Failure to Ensure Pharmacy Supplied Correct Singulair Dose per Physician Order
Penalty
Summary
The deficiency involves the facility’s failure to ensure that its contracted pharmacy provided medications in accordance with the physician’s order for one resident. Facility policy on “Medication Ordering and Receiving from Pharmacy” dated 9/22/25 states that medications are to be administered in an organized and safe manner, including pouring the correct number of tablets or capsules into the medication cup and administering them to the resident. Resident R1’s admission record showed admission on an unspecified date, and the MDS dated 1/10/26 documented diagnoses including diabetes, heart failure, and depression. A physician’s order dated 1/25/26 directed that Singulair 10 mg be given as two tablets every day. During an interview on 2/25/26 at 11:45 a.m., the resident reported that he should be receiving two Singulair 10 mg tablets daily but had only been receiving one tablet. On 2/26/26 at 11:20 a.m., observation of the resident’s medication with Clinical Consultant Employee E9 showed that the pharmacy was supplying Singulair 10 mg in a quantity of one tablet to be administered.

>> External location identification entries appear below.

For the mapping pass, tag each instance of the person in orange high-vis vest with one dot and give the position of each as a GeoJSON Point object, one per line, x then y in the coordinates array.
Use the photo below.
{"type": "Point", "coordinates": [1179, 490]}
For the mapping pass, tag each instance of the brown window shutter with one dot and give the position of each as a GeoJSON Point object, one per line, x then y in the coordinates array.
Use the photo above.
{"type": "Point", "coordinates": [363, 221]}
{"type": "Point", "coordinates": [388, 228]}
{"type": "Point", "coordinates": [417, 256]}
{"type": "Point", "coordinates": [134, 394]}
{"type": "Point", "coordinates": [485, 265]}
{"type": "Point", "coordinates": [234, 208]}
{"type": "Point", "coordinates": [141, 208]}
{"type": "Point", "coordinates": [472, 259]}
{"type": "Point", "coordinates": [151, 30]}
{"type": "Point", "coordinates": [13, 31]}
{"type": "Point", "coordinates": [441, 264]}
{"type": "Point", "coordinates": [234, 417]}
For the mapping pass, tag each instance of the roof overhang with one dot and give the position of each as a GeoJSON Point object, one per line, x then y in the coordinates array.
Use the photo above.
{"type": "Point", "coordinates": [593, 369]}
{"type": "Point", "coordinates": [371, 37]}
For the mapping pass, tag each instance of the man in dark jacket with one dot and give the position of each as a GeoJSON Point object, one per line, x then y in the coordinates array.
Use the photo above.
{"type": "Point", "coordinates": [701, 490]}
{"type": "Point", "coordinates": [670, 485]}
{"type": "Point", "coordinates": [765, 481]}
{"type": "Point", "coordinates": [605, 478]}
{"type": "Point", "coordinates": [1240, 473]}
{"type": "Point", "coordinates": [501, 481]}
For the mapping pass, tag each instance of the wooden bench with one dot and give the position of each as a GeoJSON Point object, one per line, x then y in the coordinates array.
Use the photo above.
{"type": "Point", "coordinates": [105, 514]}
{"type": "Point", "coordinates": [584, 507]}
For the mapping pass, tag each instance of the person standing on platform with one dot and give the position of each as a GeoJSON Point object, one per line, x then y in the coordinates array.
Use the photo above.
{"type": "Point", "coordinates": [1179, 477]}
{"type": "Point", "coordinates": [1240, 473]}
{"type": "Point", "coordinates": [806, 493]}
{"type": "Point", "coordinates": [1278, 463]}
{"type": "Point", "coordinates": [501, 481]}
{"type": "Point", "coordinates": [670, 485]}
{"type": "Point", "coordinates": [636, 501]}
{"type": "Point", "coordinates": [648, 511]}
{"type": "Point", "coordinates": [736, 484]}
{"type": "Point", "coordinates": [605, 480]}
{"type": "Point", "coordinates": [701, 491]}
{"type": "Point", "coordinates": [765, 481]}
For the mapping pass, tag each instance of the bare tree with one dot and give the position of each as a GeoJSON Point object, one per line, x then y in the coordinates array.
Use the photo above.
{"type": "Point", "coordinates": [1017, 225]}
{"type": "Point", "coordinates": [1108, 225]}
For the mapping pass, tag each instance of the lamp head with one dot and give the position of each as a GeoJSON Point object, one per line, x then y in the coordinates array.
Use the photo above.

In a phone interview at 11:41 a.m. the same day, Pharmacist Employee E10 confirmed that the resident had been receiving only one 10 mg tablet and acknowledged that the pharmacy cycle order was incorrect. Later that day at 3:00 p.m., Clinical Consultant Employee E9 confirmed that the facility failed to ensure the pharmacy provided medications timely and correctly for this resident, resulting in noncompliance with 28 Pa. Code 211.12(d)(1)(3)(5) related to nursing services.